Created attachment 1871930 [details] boot error OCP Version at Install Time: 4.11.0-0.nightly-2022-04-08-205307 Platform: bare metal (Dell machines) Architecture: x86_64 What are you trying to do? What is your use case? install a worker node (with IPI) What happened? What went wrong or what did you expect? coreos-installer boot fails with "Error: Expected one vendor dir" https://github.com/coreos/fedora-coreos-tracker/issues/1116 which I believe was fixed here https://github.com/coreos/coreos-installer/pull/802 (but not yet included in RHCOS release) screenshot attached
Since this is fixed upstream, we will need to make a new release of `coreos-installer` with the fix as part of 4.11. Assigning this to Jonathan, who did the fix upstream.
This bug has been reported fixed in a new RHCOS build and is ready for QE verification.
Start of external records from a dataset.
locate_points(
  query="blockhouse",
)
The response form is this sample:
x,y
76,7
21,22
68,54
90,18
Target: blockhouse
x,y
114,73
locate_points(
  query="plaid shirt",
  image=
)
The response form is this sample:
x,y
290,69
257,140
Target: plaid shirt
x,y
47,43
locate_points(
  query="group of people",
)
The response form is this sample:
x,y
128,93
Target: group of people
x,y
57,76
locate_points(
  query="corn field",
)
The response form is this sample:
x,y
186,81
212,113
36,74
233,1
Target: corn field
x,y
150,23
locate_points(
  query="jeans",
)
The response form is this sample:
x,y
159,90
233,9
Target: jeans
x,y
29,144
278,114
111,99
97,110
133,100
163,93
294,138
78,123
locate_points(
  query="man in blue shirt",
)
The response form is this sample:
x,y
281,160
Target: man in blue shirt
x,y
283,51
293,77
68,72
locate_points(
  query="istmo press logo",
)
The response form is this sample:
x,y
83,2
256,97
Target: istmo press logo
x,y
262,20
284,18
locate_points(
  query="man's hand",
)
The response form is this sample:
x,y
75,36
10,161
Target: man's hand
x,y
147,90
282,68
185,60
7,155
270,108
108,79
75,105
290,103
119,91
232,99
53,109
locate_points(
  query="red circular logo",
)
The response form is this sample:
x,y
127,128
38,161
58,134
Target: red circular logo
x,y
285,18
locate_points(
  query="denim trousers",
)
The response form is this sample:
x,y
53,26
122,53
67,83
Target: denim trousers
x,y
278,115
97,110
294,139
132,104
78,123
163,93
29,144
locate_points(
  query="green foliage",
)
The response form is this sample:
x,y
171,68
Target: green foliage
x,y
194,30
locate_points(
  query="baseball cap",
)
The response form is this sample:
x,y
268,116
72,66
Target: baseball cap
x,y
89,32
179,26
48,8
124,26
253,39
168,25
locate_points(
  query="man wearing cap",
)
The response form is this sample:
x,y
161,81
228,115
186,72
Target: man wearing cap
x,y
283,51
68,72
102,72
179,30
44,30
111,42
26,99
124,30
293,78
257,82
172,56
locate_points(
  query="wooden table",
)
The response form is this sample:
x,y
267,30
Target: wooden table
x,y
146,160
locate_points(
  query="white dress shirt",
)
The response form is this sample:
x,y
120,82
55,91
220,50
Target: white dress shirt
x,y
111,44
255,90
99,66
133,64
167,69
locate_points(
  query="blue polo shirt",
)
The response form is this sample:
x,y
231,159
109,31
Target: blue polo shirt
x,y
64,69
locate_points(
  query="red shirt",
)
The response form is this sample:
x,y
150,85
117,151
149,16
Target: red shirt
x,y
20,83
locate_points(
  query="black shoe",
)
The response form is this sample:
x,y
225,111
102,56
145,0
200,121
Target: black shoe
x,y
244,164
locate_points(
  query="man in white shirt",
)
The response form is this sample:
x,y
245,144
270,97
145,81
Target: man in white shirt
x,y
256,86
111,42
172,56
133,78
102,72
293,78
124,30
To mark the bug verified, set the Verified field to Tested. This bug will automatically move to MODIFIED once the fix has landed in a new bootimage.
Hi, By when can we expect a build? or is there one already?
The bug listed as "Depends On" on this bug links to the installer PR which includes the fixed RHCOS build: https://github.com/openshift/installer/pull/5887
The fix for this bug has landed in a bootimage bump, as tracked in bug 2065893 (now in status MODIFIED). Moving this bug to MODIFIED.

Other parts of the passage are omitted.